This is technically correct, if you consider that "the majority of people living in the USSR" means Russians.

Who had absolutely no right of input into whether Ukraine or Belarus should remain part of the USSR. https://twitter.com/historic_ly/status/1296520443055280129
in case you were curious these were the results of a referendum less than a month before on whether ukraine should remain part of the ussr :)
(the numbers represent the percent of voters voting yes to independence)
Anyway, you'd actually be right that technically speaking Belarusians specifically were never asked if they want the end of the Soviet Union. But 1) that wasn't Šuškevič's fault, 2) they technically had the right, and 3) at this point all republics were states in all but name.
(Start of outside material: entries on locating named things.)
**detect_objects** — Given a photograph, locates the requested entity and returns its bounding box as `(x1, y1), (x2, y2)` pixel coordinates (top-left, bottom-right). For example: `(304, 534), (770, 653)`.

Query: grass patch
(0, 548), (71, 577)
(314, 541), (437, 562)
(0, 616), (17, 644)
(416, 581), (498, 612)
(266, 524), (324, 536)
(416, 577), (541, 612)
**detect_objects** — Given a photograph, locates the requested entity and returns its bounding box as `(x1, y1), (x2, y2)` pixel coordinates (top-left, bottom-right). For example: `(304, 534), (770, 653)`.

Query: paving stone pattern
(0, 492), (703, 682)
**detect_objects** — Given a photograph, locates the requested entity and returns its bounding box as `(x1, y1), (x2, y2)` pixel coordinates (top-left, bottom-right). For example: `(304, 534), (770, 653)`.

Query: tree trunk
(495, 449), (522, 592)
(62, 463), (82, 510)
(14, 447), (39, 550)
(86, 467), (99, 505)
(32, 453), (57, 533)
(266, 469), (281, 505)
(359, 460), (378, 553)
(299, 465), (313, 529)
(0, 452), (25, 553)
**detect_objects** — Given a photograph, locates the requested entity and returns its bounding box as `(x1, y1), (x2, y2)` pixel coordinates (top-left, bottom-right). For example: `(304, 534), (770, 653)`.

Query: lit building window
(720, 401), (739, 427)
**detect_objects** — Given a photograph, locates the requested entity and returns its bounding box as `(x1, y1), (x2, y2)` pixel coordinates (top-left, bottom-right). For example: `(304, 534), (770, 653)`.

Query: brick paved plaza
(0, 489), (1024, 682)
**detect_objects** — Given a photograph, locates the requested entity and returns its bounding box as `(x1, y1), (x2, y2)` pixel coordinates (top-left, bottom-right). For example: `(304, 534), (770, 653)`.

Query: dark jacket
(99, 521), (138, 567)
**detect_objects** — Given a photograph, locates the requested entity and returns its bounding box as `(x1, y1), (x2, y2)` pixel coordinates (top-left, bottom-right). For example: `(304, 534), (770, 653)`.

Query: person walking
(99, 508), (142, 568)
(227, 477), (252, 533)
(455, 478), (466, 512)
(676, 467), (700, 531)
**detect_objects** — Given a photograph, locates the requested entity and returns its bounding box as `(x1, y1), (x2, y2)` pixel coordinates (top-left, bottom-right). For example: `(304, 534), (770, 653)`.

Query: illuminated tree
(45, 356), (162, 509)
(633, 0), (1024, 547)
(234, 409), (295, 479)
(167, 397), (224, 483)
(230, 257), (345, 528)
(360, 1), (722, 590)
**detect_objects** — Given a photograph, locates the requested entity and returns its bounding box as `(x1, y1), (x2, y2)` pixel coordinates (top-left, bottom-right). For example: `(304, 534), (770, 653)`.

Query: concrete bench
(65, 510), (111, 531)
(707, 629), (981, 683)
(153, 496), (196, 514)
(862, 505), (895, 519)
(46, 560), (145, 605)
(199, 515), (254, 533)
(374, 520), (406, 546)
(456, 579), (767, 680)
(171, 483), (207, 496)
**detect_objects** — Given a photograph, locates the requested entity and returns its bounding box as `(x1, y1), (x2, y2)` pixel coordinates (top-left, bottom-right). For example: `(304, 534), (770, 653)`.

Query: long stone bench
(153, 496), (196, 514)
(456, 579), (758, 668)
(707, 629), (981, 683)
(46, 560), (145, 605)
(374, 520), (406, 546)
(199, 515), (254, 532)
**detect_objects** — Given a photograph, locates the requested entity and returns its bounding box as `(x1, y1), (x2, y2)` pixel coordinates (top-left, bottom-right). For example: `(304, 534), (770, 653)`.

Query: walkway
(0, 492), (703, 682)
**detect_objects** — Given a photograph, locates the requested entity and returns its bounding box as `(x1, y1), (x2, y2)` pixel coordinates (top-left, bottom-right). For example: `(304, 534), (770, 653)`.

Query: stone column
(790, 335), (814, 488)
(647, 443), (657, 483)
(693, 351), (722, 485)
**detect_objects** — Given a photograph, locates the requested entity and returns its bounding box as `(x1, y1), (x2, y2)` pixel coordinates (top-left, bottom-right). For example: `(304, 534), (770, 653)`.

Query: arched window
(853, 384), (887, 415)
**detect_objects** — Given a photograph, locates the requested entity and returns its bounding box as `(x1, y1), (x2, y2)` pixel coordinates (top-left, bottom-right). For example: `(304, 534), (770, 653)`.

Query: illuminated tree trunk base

1) Yeltsin had already made a strict decision that Russia would not remain in a USSR with just Belarus and Central Asia. Belarus was becoming independent by default because Russia had chosen to become independent. Sometimes the colonial centre chooses to kick the colony out.
2) The Treaty on the Creation of the Soviet Union was signed by Soviet Russia, Soviet Belarus, Soviet Ukraine and Soviet Transcaucasia. The last one's successor republics had already declared independence. So legally, the three parties that had formed the USSR could dissolve it.
That's how treaties work. They had the power to do this because they (3) had already over the last couple of years successively one after another declared sovereignty, aka the primacy of local law over Soviet law. This last step only formalised that sovereignty in practice.
If you find offensive the dissolution of the USSR because there was never a union-wide referendum on dissolving the Treaty on the Creation of the USSR - you also have to object to its having been a thing in the first place, because there was no popular input into that, either.